Вчитываясь в исповедь дервиша Ахмеда, вы уже чисто читательски, непосредственно ощущаете необычность стиля. Не сразу можно уловить единый тон: здесь странно соединяются реалистическая плотность письма и философская символика, ирония и пафос. Борьбу разнородных начал в ткани текста вы чувствуете непрерывно; более того, эта стилистическая напряженность, разнозаряженность текста играет какую-то «умышленную» роль.
Странный рисунок прозы создается взаимодействием реальных и духовных элементов: «вещей» — и «парений», тяжелых резонов — и высших наитий. Любопытно, что во всех высказываниях Меши Селимовича о языке (в своих статьях он часто касается этой темы) обсуждается в основном антитеза: плотность — прозрачность. Селимович размышляет о борьбе философских абстракций с локальной замкнутостью местных речений. Он мечтает о преодолении суровости, крутости, твердости сербскохорватского языка, мечтает обрести прозрачность, гибкость, которых не замечаешь, как не замечаешь музыки в хорошем фильме. Это какая-то непрерывная борьба с плотью языка, желание освободиться от этой плоти… Отношение Селимовича к языку помогает разгадать секрет обаяния его романа: здесь борьба поверхностей и бездн, элементарных значений и глубинных смыслов несет решающую нагрузку. Проще говоря, шейх Ахмед Нуруддин предельно нормален, плотен, непроницаем, он делает вроде бы обыкновенные шаги… но по закону художественного чуда вокруг него простирается магнетическое, всепроницающее, неустранимое поле высшего смысла и далеких предчувствий. Перед нами и не описание событий, не отрешенное раздумье о них, и даже не переплетение событий с раздумьями о них. Это некое иное состояние, в котором медитация движется вперед как бы спрессованными впечатлениями от событий, а за очевидным нежеланием повествовать о событиях угадывается удесятеренная ужасом зоркость взгляда, прямо-таки выпотрашивающая из событий их смысл — подсмысл — подподсмысл… Зоркость чисто внешняя (то, как видит дервиш руки женщины или руки вбежавшего в текию человека, спасающегося от погони: одеревенелые, раскинутые, как на распятии, вжимающиеся в стену руки) — это не зоркость живописца: за деталями Селимович вскрывает психологические и философские состояния. В этой сфере Селимович становится поистине безжалостным. Оцепеневший дервиш не решается ни выдать беглеца преследователям, ни спрятать его, боится предать человека — и боится предать себя, ибо с преследователями он ведь тоже связан чем-то вроде добровольного обязательства. Полагая, что любое действие гибельно и заранее обречет его на поражение, дервиш на последней грани пытается спасти свою совесть, вообще не предпринимая ничего… или хотя бы прямо не становясь на сторону палача.
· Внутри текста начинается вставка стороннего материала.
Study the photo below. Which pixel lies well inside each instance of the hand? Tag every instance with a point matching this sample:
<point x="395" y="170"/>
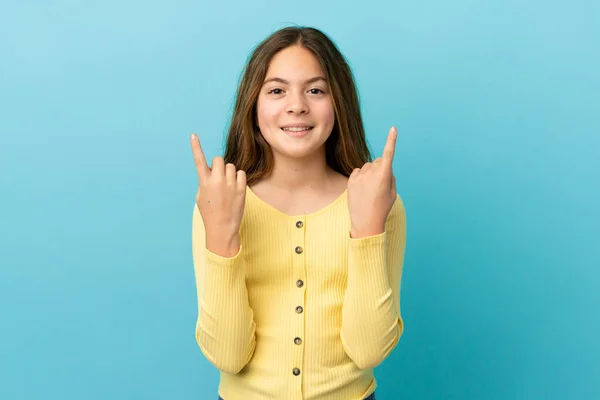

Отметим попутно, что философский роман Селимовича уже в этом первом пункте — в переживании того, что действие есть, так сказать, ущерб созерцанию,—выламывается не только из сферы той или иной локальной повествовательности, но из той локальной же системы духовных воззрений, на базе которых сам этот роман построен. Я имею в виду ислам. Скрупулезно точный в передаче реалий и состояний, характерных для мусульманской духовной традиции, Селимович видит в своем герое нечто большее… или нечто более всеобщее, нежели мучения шейха мевлевийской текии в XVII веке. Да, шейх Ахмед рефлектирует так, что вы все время чувствуете «мусульманскую окраску» его моральной тоски; самоуглубленность его, выдающая вековые традиции суфиев, построена не на изначальном ощущении свободы, а скорее на ощущении кары, которая придет с неотвратимостью закона; кружева рационалистического мышления, работающего здесь подобно вычислительной машине, в сочетании с ощущением «безостаточности» того, как личность вкована в цепь законов бытия, выдают исламский стиль мышления лучше, чем описания молитвы, диванханы и яшмака. И все-таки это роман не об исламе и не о Боснии XVII века, хотя исторические реалии тоже соблюдены скрупулезно. Перефразируя одного югославского критика, можно сказать: читая Селимовича, вы все время чувствуете магометанство, но чувствуете также, что не это существенно.